GoatFlow supports multiple themes (Synthwave, Nineties Vibe, GoatFlow Classic, Seventies Vibes). Tailwind utility classes like bg-white, text-gray-700, and border-gray-200 are hardcoded throughout 65+ templates. In dark themes, white backgrounds and dark-on-dark text made content unreadable.

Editing every template to use theme variables would be a massive, error-prone change touching most of the codebase.

The Solution

338 CSS overrides in input.css remap Tailwind utility classes to theme CSS variables. .bg-white becomes background-color: var(--gk-bg-surface) in dark theme contexts. The templates don’t change at all.

The Benefits

Every dark theme benefits automatically from a single CSS file change. New themes get correct contrast without any template modifications. The approach is additive — it doesn’t break light themes or require ongoing maintenance as templates evolve.

Lessons

Building a plugin system, security features, and a demo mode in one release is a lot of surface area.
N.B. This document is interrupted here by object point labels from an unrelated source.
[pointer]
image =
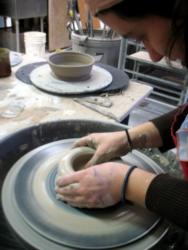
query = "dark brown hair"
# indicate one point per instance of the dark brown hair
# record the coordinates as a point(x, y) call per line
point(176, 10)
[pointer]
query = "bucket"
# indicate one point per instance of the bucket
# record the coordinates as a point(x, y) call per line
point(35, 43)
point(106, 50)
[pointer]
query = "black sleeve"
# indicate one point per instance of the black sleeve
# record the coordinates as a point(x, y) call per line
point(163, 124)
point(168, 197)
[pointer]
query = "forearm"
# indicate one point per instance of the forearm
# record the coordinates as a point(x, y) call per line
point(162, 194)
point(145, 136)
point(138, 184)
point(154, 133)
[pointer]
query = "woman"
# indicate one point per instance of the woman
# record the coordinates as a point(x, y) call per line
point(163, 28)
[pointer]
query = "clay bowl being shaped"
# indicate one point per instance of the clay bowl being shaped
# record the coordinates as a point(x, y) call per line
point(71, 66)
point(72, 161)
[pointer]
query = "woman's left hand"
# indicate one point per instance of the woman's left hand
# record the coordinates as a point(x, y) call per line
point(96, 187)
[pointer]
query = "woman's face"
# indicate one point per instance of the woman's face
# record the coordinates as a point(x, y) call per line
point(153, 31)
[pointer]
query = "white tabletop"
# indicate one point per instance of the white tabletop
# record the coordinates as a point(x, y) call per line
point(23, 105)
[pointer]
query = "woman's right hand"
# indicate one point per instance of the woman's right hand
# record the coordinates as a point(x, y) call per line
point(108, 146)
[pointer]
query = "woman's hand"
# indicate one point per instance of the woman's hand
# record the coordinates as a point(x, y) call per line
point(95, 187)
point(108, 146)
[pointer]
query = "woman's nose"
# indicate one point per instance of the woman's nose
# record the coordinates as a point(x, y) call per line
point(154, 55)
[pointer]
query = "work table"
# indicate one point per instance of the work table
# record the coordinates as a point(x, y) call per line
point(23, 105)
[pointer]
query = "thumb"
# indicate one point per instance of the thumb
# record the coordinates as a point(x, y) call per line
point(93, 161)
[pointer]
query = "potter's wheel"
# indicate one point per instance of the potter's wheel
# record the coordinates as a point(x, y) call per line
point(43, 78)
point(32, 210)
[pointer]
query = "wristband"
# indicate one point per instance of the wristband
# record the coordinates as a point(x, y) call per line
point(129, 139)
point(125, 184)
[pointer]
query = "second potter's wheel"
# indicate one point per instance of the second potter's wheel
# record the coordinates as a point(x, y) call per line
point(31, 207)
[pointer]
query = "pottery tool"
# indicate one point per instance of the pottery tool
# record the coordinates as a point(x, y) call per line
point(98, 100)
point(96, 107)
point(90, 25)
point(83, 10)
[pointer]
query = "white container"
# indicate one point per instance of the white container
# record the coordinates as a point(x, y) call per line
point(35, 43)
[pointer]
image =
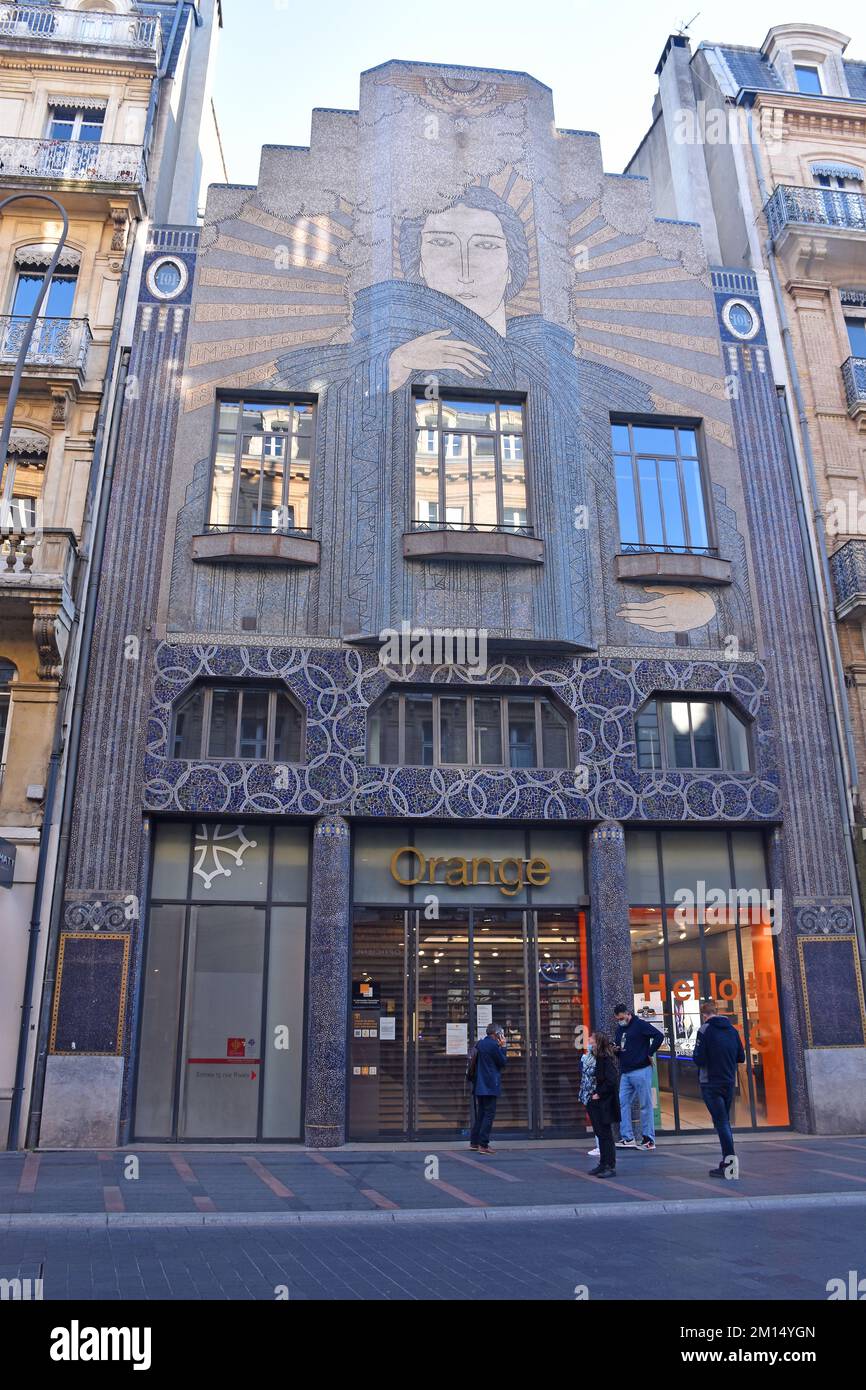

The approach that worked: threat model security features before coding, build a real plugin to validate the platform (not just tests), and prefer CSS overrides to mass template edits when fixing visual issues across multiple themes.

The demo mode decision — session cookies over database writes — came from thinking about the second visitor, not just the first. Small design choices compound when software is used by real people.